INTERNATIONAL SHAKEOUT DAY
On the third Thursday in October, International Shakeout Day educates the public about ways to stay safe during an earthquake. The day also encourages individuals and organizations to update their emergency plans and supplies.
Each year, the National Earthquake Information Center locates 20,000 earthquakes around the world. This number equates to about 55 earthquakes a day. Some people think more earthquakes happen each year. This is not the case, however. The reality is there are more seismic instruments that are capable of detecting earthquakes. Since 1900, there have been about 16 major earthquakes each year.
Scientists use the earthquake magnitude scale to measure earthquakes. A magnitude of 2.5 or less usually can’t be felt; however, earthquakes of a 7 magnitude are considered major earthquakes. A couple of earthquakes each year have been 8.0 or greater. These earthquakes cause massive damage and can destroy entire communities.
Earthquakes occur along fractures in the Earth’s crust. These fractures are called faults. When there are sudden movements or releases of energy along these faults, an earthquake occurs. North America, South America, and Asia have several major earthquake zones. Over several years, these countries have made strides in improving the structural integrity of their homes and buildings. Earthquake-proof buildings contain flexible foundations and shock absorbers. These buildings are also able to protect themselves against vibrations and are reinforced to withstand collapse.
To stay safe during an earthquake, it’s important to get underneath a sturdy piece of furniture, stay indoors until the shaking stops, and stay away from windows. Those who are outside during an earthquake should find a clear spot away from buildings, trees, and powerlines and drop to the ground.
HOW TO OBSERVE #InternationalShakeOutDay
On this day, Great ShakeOut Earthquake Drills are held in several regions throughout the world. It’s also a day for schools, businesses, and families to develope an emergency disaster plan. To participate:
- Find out if the area in which you live contains any faults that are prone to earthquakes.

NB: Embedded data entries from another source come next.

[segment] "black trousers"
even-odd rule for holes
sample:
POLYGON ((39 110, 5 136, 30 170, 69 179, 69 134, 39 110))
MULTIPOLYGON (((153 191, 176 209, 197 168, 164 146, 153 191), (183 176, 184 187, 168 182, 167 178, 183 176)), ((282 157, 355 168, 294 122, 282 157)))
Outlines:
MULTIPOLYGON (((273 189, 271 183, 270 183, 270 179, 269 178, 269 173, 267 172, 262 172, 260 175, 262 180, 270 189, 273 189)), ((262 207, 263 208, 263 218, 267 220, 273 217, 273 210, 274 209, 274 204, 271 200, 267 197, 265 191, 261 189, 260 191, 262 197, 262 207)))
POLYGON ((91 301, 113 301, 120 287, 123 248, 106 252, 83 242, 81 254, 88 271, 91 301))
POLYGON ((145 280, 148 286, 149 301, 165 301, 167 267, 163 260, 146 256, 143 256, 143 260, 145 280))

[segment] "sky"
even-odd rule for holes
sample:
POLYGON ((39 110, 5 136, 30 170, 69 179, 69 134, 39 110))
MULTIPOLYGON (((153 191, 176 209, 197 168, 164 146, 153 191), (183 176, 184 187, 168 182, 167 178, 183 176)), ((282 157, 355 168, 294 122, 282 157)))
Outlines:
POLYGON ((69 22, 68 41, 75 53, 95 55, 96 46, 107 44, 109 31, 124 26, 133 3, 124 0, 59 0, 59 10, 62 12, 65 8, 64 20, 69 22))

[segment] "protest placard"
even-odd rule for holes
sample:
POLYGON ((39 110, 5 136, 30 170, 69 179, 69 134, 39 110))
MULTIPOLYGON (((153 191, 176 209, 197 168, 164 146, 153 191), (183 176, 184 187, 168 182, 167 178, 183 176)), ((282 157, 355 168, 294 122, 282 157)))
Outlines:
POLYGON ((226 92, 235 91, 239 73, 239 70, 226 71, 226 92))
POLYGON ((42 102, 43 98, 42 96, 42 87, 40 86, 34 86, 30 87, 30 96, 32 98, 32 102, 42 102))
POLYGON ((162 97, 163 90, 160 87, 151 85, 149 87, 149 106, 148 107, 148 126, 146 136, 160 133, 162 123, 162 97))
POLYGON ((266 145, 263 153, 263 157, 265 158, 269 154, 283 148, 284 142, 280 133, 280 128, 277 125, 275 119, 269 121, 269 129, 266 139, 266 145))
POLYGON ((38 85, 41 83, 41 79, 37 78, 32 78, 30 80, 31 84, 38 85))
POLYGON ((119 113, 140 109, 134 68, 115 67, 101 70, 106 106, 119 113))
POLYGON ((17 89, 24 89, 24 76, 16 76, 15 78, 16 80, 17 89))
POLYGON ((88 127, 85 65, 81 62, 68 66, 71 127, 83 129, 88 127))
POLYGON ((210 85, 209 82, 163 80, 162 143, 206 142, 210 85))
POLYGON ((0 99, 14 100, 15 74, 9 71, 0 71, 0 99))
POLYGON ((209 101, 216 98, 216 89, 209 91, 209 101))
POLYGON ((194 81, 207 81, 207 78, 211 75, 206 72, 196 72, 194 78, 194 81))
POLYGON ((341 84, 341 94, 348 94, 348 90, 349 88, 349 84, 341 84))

- Watch earthquake safety videos.
- Learn more about earthquakes.
- Watch the documentary The Deadliest Earthquakes.
Share this day on social media with #InternationalShakeOutDay
INTERNATIONAL SHAKEOUT DAY HISTORY
The first Great ShakeOut event occurred in Southern California in 2008. The ShakeOut encouraged schools, businesses, and individuals to hold earthquake drills at least one minute long. In 2009, the ShakeOut organization established International Shakeout Day. They chose the third Thursday in October as most schools were in session on this day.